Em qualquer caso, Morales aproveitou a controvérsia para avisar de uma suposta tentativa de “restaurar o estado colonial” e proibir ponchos, aguayo, saias e tipoy. Assim, com instâncias como esta, Morales tem procurado revigorar a visão homogênea do componente indígena e camponês boliviano no exterior como um grupo adepto e beneficiado de suas políticas, apagando a complexidade e diversidade desses grupos.

Embora certos grupos indígenas e camponeses ganhassem direitos econômicos e espaços políticos sob o governo Morales, outros regrediram na consolidação de suas demandas. Entre os vencedores estavam os colonizadores (nome boliviano para migrantes do altiplano às terras baixas), os produtores de folha de coca do Chapare (em Cochabamba), e as federações camponesas do altiplano organizadas sob a Confederação de Uniões Camponesas Bolivianas. Por outro lado, os indígenas da Luna da Mídia organizada sob a Confederação dos Povos Indígenas do Leste da Bolívia e os cultivadores de coca dos Yungas, a nordeste de La Paz, perderam.

Assim, o governo Morales suspendeu a distribuição de terras aos povos indígenas do leste (iniciada em 1996 pela Lei Inra, que tinha consolidado 8 milhões de hectares como territórios indígenas) porque colocava em risco o acesso à terra por parte dos “colonizadores”. As bases do MAS até se referiram aos indígenas do leste como os “novos latifundiários” em uma reunião do partido no Chapare em 2011. Da mesma forma, Morales protegeu os interesses dos produtores de coca do Chapare e prejudicou os dos produtores de coca dos Yungas.

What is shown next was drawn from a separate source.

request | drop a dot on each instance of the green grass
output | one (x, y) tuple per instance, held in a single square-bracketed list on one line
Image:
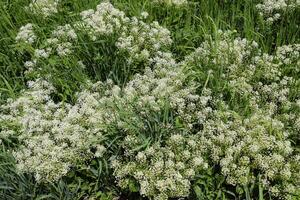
[(189, 25)]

“Vamos ver o recuo de certas agendas indígenas, mas o possível fortalecimento de outras agendas indígenas e camponesas”, diz Soliz sobre o cenário pós-Morales. “Devido ao peso demográfico e à influência política que os setores indígenas e camponeses têm no país, é muito difícil conseguir uma governança no momento se não houver algum tipo de aliança com um desses setores”. Portanto, “mesmo esses grupos ou partidos de direita vão ter que fazer alianças com grupos indígenas para ter algum grau de legitimidade”.

Para o historiador, “é muito difícil defender a narrativa política de Evo Morales de que a oposição a Evo é uma oposição de uma elite branca, crioula e racista contra uma maioria indígena e progressista de esquerda, que é o retrato da situação atual que Evo Morales consolidou com sucesso na mídia internacional”, embora “não possamos perder de vista que a direita na Bolívia aproveitou a atual crise política e que o descontentamento social boliviano que tem múltiplas facetas favoreceu o surgimento de um governo de direita como o de Jeanine Añez”.